Artificial Intelligence-Enabled Medical Devices: The Importance of Clinical Validation
Artificial intelligence (AI) has revolutionized the field of medical devices, offering innovative solutions for diagnosis and treatment. However, a recent study published in JAMA Health Forum has shed light on the importance of clinical validation for AI-enabled medical devices to ensure their safety and reliability.
The study, conducted by researchers from the Johns Hopkins Carey Business School, analyzed 950 AI medical devices authorized by the Food and Drug Administration (FDA) through November 2024. Shockingly, the study found that devices with no clinical validation were more likely to be the subject of recalls. Sixty of the devices analyzed were associated with 182 recall events, with the most common causes being diagnostic or measurement errors, followed by functionality delays or loss.

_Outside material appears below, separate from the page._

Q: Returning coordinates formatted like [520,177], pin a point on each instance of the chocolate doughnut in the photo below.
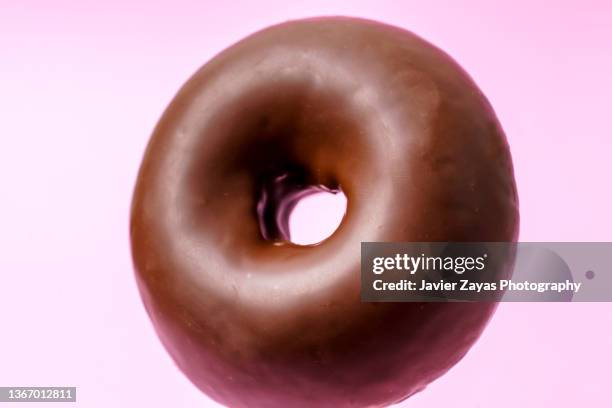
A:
[254,320]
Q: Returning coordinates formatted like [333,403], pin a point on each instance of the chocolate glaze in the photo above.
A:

Lead author Tinglong Dai, a professor at the Johns Hopkins Carey Business School, emphasized that the majority of recalled devices had not undergone clinical trials. This is particularly concerning for devices that went through the FDA’s 510(k) pathway, as clinical studies are not required for these devices.

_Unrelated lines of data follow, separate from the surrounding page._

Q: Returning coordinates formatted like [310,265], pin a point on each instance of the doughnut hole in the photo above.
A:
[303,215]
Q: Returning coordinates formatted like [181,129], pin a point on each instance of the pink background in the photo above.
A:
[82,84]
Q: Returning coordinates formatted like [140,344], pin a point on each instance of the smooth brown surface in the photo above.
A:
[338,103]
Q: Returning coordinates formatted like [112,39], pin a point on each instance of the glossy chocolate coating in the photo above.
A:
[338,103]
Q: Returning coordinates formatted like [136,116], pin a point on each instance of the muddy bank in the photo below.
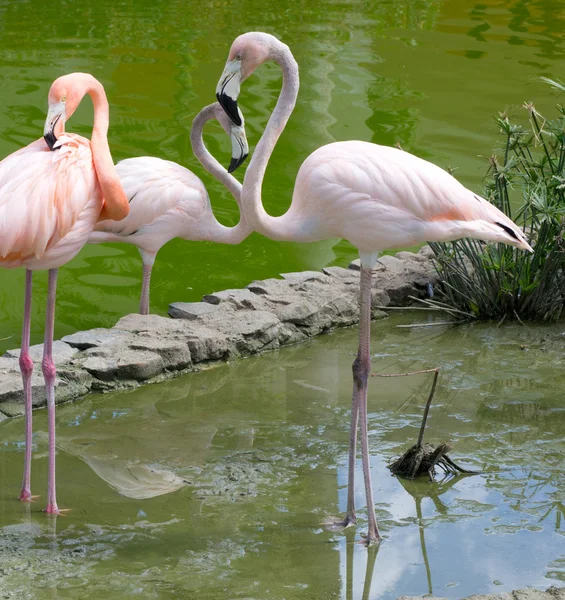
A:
[225,325]
[552,593]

The study also revealed that devices that had undergone retrospective or prospective validation were subject to fewer recalls. Furthermore, publicly traded companies were found to account for disproportionately more recall events, with public company status associated with a nearly six times higher chance of a recall event. This discrepancy in recall rates between public and private companies highlights the need for stricter regulations and oversight in the AI medical device industry.

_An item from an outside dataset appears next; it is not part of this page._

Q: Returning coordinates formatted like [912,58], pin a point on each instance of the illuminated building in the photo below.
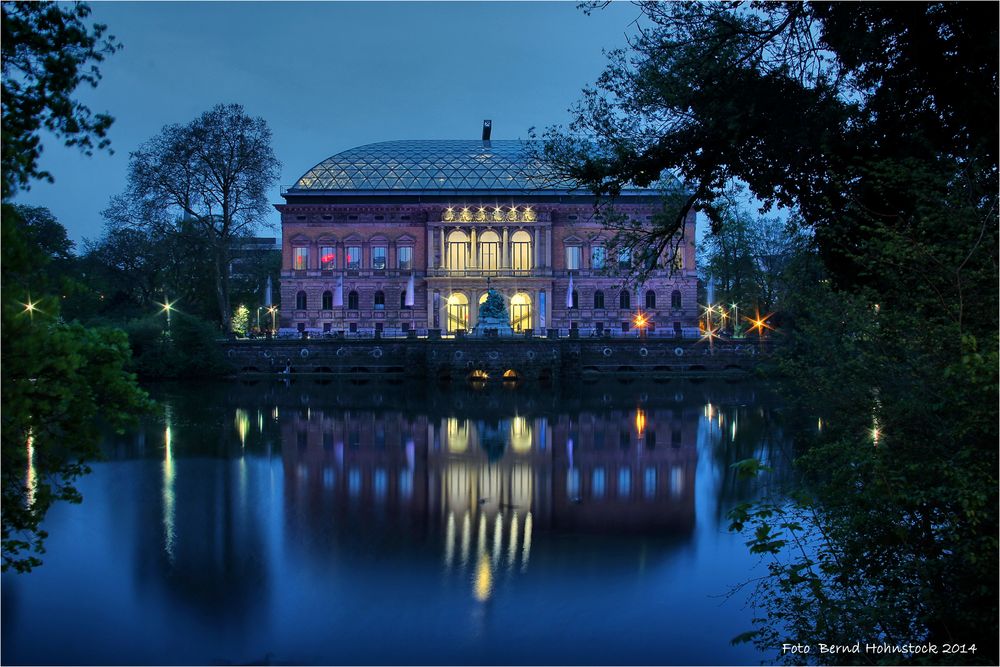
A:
[458,216]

To address these concerns, the researchers recommended requiring human testing or clinical trials before a device is authorized. They also suggested incentivizing companies to conduct ongoing studies and collect real-world performance data to ensure the safety and effectiveness of AI-enabled medical devices.
In 2023, the FDA issued draft guidances to improve the 510(k) program, including recommendations on choosing appropriate predicate devices and when clinical data may be necessary to demonstrate substantial equivalence. However, these guidance documents are still pending finalization.
Overall, the findings of this study underscore the importance of clinical validation for AI-enabled medical devices to ensure their post-market safety and reliability. By implementing stricter regulations and incentivizing companies to conduct comprehensive studies, we can mitigate the risks associated with unvalidated AI medical devices and ultimately improve patient outcomes.
This study was a collaborative effort between researchers at the Johns Hopkins Carey Business School, the Johns Hopkins Bloomberg School of Public Health, and Yale School of Medicine, and was funded by an award from Johns Hopkins University.